Given a DocumentDB collection called test
, with 200 documents of the following shape (i.e. containing a simple key/value pair):
{ "num" : 1 }
and an index on the key num
:
{ v: 4, key: { num: 1 }, name: 'num-idx', ns: 'db.test2' }
the index is not used for the following query:
db.test.find({'num': {$exists: true}})
...
winningPlan: { stage: 'COLLSCAN' }
This is consistent with the AWS documentation which states:
Amazon DocumentDB does not currently support the ability to use indexes with the $ne, $nin, $nor, $not, $exists, $distinct, and $elemMatch operators. As a result, utilizing these operators will result in collection scans
However when I recreate the index, specifying it is sparse:
{ v: 4, key: { num: 1 }, name: 'num-idx', ns: 'db.test2', sparse: true }
then the index IS used:
db.test.find({'num': {$exists: true}})
...
winningPlan: { stage: 'IXSCAN', indexName: 'num-idx', direction: 'forward' } }
According to the MongoDB documentation, making an index sparse has the following implications:
- documents missing the indexed keys will not be present in the index
- this makes the index smaller in memory
- you cannot use it for queries containing
{ $exists: false }
There is no mention of the sparsity of an index being a requirement in order for it to be used in the case of { $exists: true }
queries.
The closest to an answer I can find is https://docs.aws.amazon.com/documentdb/latest/developerguide/functional-differences.html#functional-differences.sparse-index piece of AWS documentation which states:
To use a sparse index that you have created in a query, you must use the $exists clause on the fields that cover the index. If you omit $exists, Amazon DocumentDB does not use the sparse index
However, this clashes with the previous documentation quote.

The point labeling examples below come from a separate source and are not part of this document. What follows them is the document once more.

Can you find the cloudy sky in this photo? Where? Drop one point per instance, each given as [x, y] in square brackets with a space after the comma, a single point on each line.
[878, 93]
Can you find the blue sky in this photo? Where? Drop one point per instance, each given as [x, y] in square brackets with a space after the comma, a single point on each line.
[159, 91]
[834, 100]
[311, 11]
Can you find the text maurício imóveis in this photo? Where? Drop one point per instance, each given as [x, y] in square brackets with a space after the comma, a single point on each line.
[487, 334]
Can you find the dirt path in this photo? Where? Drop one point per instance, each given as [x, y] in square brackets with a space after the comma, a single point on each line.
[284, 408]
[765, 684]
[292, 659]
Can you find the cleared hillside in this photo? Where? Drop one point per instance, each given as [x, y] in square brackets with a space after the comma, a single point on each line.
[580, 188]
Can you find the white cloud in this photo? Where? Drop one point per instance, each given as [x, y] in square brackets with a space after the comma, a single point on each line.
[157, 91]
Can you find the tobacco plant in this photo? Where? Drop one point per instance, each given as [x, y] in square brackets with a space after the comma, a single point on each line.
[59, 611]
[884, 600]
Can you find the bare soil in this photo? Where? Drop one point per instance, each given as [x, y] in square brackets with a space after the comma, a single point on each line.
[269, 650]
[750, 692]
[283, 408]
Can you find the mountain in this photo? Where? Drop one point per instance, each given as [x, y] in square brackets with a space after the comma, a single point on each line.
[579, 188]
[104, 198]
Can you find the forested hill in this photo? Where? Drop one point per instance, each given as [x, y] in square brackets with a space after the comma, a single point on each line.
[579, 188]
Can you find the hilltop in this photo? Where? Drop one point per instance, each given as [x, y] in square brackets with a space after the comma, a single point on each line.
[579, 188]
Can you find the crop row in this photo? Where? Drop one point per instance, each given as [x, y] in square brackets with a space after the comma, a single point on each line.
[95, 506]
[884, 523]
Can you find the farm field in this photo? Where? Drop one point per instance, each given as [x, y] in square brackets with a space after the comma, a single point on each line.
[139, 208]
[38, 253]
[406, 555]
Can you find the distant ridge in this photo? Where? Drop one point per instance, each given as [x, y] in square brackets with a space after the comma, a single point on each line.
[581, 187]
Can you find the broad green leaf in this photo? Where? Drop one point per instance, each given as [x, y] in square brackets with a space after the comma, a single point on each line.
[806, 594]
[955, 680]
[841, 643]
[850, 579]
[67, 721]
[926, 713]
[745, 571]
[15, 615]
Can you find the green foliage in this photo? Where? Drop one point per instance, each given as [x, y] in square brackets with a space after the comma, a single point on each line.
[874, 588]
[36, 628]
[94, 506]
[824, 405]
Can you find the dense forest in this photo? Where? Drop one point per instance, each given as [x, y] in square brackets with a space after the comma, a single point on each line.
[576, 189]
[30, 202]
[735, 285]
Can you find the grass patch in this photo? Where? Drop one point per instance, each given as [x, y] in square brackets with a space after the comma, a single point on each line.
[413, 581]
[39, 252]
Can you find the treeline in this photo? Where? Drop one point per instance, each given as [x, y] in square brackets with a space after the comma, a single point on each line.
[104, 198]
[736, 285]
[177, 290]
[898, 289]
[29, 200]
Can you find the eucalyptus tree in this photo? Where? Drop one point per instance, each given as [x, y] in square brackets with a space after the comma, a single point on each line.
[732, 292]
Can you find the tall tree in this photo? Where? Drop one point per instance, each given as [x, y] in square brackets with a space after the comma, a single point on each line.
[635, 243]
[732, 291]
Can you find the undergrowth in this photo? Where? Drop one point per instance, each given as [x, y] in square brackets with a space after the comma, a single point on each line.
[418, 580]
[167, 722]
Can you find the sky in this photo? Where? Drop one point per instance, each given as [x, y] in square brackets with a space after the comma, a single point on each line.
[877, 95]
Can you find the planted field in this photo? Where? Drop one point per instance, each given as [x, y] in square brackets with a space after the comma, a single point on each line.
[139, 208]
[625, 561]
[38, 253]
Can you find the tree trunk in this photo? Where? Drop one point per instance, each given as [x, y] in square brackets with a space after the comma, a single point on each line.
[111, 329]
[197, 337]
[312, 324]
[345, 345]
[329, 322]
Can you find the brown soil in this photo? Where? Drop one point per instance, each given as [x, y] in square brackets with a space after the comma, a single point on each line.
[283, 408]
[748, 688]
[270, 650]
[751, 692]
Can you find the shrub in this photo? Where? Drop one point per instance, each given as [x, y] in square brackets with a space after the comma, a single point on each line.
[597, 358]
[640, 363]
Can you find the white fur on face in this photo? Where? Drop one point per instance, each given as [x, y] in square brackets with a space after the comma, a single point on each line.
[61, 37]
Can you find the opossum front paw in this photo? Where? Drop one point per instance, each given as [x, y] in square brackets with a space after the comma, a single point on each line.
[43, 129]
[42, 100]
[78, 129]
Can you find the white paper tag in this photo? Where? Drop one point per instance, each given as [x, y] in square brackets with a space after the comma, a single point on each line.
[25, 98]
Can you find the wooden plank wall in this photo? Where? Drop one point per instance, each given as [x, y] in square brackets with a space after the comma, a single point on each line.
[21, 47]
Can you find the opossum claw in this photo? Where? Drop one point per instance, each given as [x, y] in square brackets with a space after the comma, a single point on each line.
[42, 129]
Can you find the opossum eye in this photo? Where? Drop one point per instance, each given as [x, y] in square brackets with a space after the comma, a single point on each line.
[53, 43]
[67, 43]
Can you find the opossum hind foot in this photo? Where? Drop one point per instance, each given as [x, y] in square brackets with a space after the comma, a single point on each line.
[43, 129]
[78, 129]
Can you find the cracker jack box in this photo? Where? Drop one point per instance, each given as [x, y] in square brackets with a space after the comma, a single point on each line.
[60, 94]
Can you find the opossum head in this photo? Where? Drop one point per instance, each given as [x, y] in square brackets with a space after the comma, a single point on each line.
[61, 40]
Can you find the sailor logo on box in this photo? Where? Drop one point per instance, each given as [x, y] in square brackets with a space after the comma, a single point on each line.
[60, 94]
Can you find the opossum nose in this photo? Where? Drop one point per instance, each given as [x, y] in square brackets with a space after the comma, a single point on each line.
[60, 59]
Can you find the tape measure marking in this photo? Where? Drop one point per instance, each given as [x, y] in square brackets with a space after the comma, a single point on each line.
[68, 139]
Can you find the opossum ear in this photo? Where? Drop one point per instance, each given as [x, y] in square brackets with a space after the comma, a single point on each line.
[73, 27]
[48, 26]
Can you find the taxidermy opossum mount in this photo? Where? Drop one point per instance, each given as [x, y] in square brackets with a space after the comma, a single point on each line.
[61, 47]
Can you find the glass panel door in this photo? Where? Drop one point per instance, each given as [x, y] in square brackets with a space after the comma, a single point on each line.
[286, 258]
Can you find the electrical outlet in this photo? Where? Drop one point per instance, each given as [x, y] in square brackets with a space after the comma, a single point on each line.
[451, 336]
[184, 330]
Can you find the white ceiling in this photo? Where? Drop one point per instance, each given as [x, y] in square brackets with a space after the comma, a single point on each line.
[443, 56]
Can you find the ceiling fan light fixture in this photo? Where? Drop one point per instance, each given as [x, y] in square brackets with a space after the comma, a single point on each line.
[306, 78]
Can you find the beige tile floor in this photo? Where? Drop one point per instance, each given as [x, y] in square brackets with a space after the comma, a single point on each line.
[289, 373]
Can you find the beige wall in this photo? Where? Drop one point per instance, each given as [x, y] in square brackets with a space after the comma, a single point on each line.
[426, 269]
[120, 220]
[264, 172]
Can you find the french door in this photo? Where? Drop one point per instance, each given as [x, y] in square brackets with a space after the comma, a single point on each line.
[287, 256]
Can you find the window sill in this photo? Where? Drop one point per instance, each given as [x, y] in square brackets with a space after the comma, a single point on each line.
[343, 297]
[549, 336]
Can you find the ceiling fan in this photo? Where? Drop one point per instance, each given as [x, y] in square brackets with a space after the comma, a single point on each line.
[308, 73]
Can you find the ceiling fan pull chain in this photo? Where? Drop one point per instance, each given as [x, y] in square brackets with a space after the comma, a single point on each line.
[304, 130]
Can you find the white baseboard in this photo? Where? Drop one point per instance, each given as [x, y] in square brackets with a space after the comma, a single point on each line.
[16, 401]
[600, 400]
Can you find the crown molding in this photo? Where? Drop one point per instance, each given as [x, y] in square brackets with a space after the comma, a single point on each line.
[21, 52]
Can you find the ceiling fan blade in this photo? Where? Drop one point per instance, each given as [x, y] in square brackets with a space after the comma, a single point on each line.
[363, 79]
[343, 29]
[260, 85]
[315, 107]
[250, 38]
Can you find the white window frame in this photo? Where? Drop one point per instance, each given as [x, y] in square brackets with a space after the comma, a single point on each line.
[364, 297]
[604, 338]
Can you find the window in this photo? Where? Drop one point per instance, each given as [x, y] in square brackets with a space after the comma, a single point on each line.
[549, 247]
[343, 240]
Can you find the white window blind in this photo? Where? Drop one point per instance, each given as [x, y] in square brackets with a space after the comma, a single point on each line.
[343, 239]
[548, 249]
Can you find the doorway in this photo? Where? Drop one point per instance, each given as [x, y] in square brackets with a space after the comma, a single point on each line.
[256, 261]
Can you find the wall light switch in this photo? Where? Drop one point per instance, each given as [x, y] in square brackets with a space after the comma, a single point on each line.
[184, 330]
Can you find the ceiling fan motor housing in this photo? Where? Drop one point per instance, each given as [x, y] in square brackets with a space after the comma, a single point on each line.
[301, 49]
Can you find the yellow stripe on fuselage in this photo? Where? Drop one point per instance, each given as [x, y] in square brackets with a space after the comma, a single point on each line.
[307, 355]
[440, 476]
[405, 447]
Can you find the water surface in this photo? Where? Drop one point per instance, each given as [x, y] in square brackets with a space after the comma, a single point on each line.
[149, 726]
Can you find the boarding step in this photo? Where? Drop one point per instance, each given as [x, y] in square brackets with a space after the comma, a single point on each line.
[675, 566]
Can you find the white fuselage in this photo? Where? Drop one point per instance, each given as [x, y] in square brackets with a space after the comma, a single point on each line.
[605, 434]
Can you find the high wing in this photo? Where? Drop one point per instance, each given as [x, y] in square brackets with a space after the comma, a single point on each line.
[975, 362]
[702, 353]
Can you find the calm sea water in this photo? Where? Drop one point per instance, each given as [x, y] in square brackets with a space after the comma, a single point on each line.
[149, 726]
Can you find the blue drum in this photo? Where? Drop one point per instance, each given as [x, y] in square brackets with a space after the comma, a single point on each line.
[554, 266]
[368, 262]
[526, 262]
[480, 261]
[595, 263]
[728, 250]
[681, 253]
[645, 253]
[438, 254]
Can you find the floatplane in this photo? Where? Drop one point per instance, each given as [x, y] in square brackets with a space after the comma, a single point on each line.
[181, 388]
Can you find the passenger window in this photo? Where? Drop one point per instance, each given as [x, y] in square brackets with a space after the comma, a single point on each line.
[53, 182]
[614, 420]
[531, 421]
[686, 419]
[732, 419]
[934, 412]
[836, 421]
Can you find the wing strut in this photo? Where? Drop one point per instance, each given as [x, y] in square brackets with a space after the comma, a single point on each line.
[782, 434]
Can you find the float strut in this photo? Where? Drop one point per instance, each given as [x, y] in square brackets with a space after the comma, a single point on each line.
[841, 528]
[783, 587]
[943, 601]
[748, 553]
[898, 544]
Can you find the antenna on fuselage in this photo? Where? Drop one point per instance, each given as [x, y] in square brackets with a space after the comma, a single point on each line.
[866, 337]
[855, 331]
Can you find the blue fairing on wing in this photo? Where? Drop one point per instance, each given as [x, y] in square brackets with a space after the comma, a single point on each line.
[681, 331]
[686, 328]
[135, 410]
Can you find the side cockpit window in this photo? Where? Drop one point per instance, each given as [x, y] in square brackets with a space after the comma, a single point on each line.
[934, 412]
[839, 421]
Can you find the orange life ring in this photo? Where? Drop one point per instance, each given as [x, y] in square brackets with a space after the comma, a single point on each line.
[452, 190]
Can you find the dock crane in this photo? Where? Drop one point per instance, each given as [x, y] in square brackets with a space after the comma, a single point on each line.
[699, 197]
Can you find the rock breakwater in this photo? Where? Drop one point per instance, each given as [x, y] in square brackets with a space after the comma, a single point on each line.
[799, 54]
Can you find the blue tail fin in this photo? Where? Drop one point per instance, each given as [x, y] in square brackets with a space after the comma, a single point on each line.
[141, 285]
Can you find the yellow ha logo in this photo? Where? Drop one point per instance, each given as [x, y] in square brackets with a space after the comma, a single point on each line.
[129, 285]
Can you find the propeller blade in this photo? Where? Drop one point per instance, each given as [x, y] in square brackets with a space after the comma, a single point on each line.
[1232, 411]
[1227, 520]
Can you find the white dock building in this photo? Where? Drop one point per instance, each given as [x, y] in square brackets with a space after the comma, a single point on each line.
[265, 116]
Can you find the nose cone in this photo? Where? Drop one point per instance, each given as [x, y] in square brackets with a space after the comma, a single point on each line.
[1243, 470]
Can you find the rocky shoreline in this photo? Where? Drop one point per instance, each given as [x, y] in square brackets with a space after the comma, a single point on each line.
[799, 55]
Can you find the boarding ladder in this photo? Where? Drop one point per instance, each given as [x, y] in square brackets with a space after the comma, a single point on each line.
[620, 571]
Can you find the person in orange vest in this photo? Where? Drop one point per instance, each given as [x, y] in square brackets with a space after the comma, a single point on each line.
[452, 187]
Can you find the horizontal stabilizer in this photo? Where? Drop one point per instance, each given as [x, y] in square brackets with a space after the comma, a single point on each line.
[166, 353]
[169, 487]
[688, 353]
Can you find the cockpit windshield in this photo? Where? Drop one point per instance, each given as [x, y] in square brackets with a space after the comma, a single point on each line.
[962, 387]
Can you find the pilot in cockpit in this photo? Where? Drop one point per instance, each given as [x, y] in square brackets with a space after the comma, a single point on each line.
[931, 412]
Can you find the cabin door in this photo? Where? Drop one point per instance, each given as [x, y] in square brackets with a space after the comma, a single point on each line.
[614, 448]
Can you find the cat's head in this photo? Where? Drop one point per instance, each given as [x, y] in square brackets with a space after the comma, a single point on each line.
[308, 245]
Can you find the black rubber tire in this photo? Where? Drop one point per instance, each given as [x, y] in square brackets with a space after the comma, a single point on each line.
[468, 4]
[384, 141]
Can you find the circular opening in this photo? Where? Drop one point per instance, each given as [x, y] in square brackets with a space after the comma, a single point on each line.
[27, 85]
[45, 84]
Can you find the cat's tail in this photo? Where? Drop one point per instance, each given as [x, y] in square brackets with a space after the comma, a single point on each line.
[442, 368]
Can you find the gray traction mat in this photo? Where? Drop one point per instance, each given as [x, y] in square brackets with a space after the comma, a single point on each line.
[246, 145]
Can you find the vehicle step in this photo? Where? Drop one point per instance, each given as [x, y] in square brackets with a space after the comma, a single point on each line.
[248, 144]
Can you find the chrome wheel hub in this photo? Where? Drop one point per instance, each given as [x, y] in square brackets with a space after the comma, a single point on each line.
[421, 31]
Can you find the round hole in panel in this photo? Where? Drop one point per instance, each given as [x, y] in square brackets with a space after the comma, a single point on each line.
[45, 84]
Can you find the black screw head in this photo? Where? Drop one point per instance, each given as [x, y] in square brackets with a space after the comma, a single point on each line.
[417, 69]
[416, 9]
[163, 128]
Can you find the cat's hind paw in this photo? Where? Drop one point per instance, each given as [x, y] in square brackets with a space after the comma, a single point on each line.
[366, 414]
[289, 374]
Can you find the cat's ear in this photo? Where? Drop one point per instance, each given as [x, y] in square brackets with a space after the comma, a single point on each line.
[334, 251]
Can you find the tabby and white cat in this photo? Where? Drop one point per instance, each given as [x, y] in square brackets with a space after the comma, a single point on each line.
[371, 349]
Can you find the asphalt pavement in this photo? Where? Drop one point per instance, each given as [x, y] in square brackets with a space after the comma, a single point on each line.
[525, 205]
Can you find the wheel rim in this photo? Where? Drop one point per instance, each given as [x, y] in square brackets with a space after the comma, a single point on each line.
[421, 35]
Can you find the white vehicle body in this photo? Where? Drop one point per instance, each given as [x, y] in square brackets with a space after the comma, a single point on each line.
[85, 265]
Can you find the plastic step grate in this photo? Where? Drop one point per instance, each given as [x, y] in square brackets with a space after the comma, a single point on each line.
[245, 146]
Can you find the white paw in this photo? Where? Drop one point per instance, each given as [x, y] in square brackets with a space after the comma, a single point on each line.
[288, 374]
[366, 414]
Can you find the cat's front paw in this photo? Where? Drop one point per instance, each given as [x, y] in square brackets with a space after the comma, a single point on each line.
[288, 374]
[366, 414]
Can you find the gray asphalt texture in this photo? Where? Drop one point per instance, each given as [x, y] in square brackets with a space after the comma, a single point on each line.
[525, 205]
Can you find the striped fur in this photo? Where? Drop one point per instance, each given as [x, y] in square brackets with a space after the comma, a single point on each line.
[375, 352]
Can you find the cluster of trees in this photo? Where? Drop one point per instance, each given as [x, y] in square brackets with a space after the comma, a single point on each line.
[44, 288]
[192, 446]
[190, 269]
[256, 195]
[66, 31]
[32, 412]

Behaviour for MongoDB (db.test.find({'num': {$exists: <VALUE>}})):
Head | exists:true | exists:false |
---|
sparse index | IDX | COLLSCAN |
non sparse index | IDX | IDX |
Behaviour for DocumentDB (db.test.find({'num': {$exists: <VALUE>}})):
Head | exists:true | exists:false |
---|
sparse index | IDX | COLLSCAN |
non sparse index | COLLSCAN | COLLSCAN |
Is this an unintended loophole?
Can I rely on this behaviour to guarantee that a query containing an { $exists: true }
clause is able to use an index if it is sparse?
Yes, it would be better if the documentation was made clearer but combining these 2 pieces of information in one place:
"Amazon DocumentDB does not currently support the ability to use indexes with the $ne, $nin, $nor, $not, $exists, $distinct, and $elemMatch operators. As a result, utilizing these operators will result in collection scans. Except in the case of sparse indexes which can be used for queries containing a
$exists: true
clause".I am still interested in knowing why this behaviour exists though. As I mentioned above, it doesn't make sense that the sparsity of the index affects whether or not it can be used in a query containing
$exists:true
. This is what I meant by 'unintended loophole'. Because it doesn't make sense, I wondered if this was intentional behaviour. And if not, someone might come along and fix it and suddenly sparse indexes stop working for particular queries.